DNSGrep — Quickly Searching Large DNS Datasets

The Rapid7 Project Sonar datasets are amazing resources. They represent scans across the internet, compressed and easy to download. This blog post will focus on two of these datasets:

https://opendata.rapid7.com/sonar.rdns_v2/ (rdns)
https://opendata.rapid7.com/sonar.fdns_v2/ (fdns_a)

Unfortunately, working with these datasets can be a bit slow as the rdns and fdns_a datasets each contain over 10GB of compressed text. My old workflow for using these datasets was not efficient:

ubuntu@client:~$ time gunzip -c fdns_a.json.gz | grep "erbbysam.com"
{"timestamp":"1535127239","name":"blog.erbbysam.com","type":"a","value":"54.190.33.125"}
{"timestamp":"1535133613","name":"erbbysam.com","type":"a","value":"104.154.120.133"}
{"timestamp":"1535155246","name":"www.erbbysam.com","type":"cname","value":"erbbysam.com"}
real 11m31.393s
user 12m29.212s
sys 1m37.672s

I suspected there had to be a faster way of searching these two datasets.

(TLDR, reverse and sort domains then binary search)

DNS Structure

A defining features of the DNS system is its tree-like structure. Visiting this page, you are three levels below the root domain:

com
com.erbbysam
com.erbbysam.blog

The grep query above looks for a domain name tied to the root domain, not an arbitrary string in the file. If we could shape our dataset into a DNS tree, an equivalent lookup would just require a quick traversal of this tree.

Binary Search

The task of transforming a large dataset into a tree on disk and traversing this tree can be simplified further using a binary search algorithm.
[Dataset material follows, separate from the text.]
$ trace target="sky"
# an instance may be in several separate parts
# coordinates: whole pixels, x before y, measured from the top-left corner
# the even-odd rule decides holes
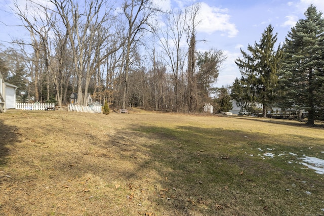
[[[36,0],[40,1],[40,0]],[[317,11],[324,12],[323,0],[153,0],[165,9],[182,8],[199,2],[201,8],[197,27],[197,49],[201,51],[215,49],[222,50],[227,57],[222,65],[215,85],[231,85],[240,77],[235,59],[240,57],[240,49],[259,42],[261,34],[270,24],[278,33],[278,44],[282,44],[292,27],[312,4]],[[0,43],[20,37],[28,38],[28,32],[17,26],[21,23],[9,12],[12,0],[0,0]],[[24,4],[25,0],[18,0]]]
The first step in using a binary search algorithm is to sort the data. One option, matching for format above, is the form “com.erbbysam.blog”. This would require a slightly more complex DNS reversal algorithm than neccessary. To simplify, reverse each line instead:

moc.masybbre.golb,521.33.091.4
moc.masybbre,331.021.451.40
moc.masybbre.www,moc.masybbre

There are no one-command solutions to sort a dataset that does not fit into memory (that I am aware of). To sort these large files, split the data into sorted chunks and then merge the results together:

# fetch the fdns_a file
wget -O fdns_a.gz https://opendata.rapid7.com/sonar.fdns_v2/2019-01-25-1548417890-fdns_a.json.gz

# extract and format our data
gunzip -c fdns_a.gz | jq -r '.value + ","+ .name' | tr '[:upper:]' '[:lower:]' | rev > fdns_a.rev.lowercase.txt

# split the data into chunks to sort
# via https://unix.stackexchange.com/a/350068 -- split and merge code
split -b100M fdns_a.rev.lowercase.txt fileChunk

# remove the old files
rm fdns_a.gz
rm fdns_a.rev.lowercase.txt

# Sort each of the pieces and delete the unsorted one
# via https://unix.stackexchange.com/a/35472 -- use LC_COLLATE=C to sort ., chars
for f in fileChunk*; do LC_COLLATE=C sort "$f" > "$f".sorted && rm "$f"; done

# merge the sorted files with local tmp directory
mkdir -p sorttmp
LC_COLLATE=C sort -T sorttmp/ -muo fdns_a.sort.txt fileChunk*.sorted

# clean up
rm fileChunk*

More detailed instructions for running this script and the rdns equivalent can be found here:
https://github.com/erbbysam/DNSGrep#run

DNSGrep

Now we can search the data! To accomplish this, I built a simple golang utility that can be found here:
https://github.com/erbbysam/DNSGrep

ubuntu@client:~$ ls -lath fdns_a.sort.txt
-rw-rw-r-- 1 ubuntu ubuntu 68G Feb  3 09:11 fdns_a.sort.txt
ubuntu@client:~$ time ./dnsgrep -f fdns_a.sort.txt -i "erbbysam.com"
104.154.120.133,erbbysam.com
54.190.33.125,blog.erbbysam.com
erbbysam.com,www.erbbysam.com

real    0m0.002s
user    0m0.000s
sys    0m0.000s

That is significantly faster!

The algorithm is pretty simple:

  1. Use a binary search algorithm to seek through the file, looking for a substring match against the query.
  2. Once a match is found, the file is scanned backwards in 10KB increments looking for a non-matching substring.
  3. Once a non-matching substring is found, the file is scanned forwards until all exact matches are returned.

PoC

PoC disclaimer: There is no uptime/performance guarantee of this service and I likely will take this offline at some point in the future. Keep in mind that the datasets here are from a scan on 1/25/19 — DNS records may have changed by the time you read this.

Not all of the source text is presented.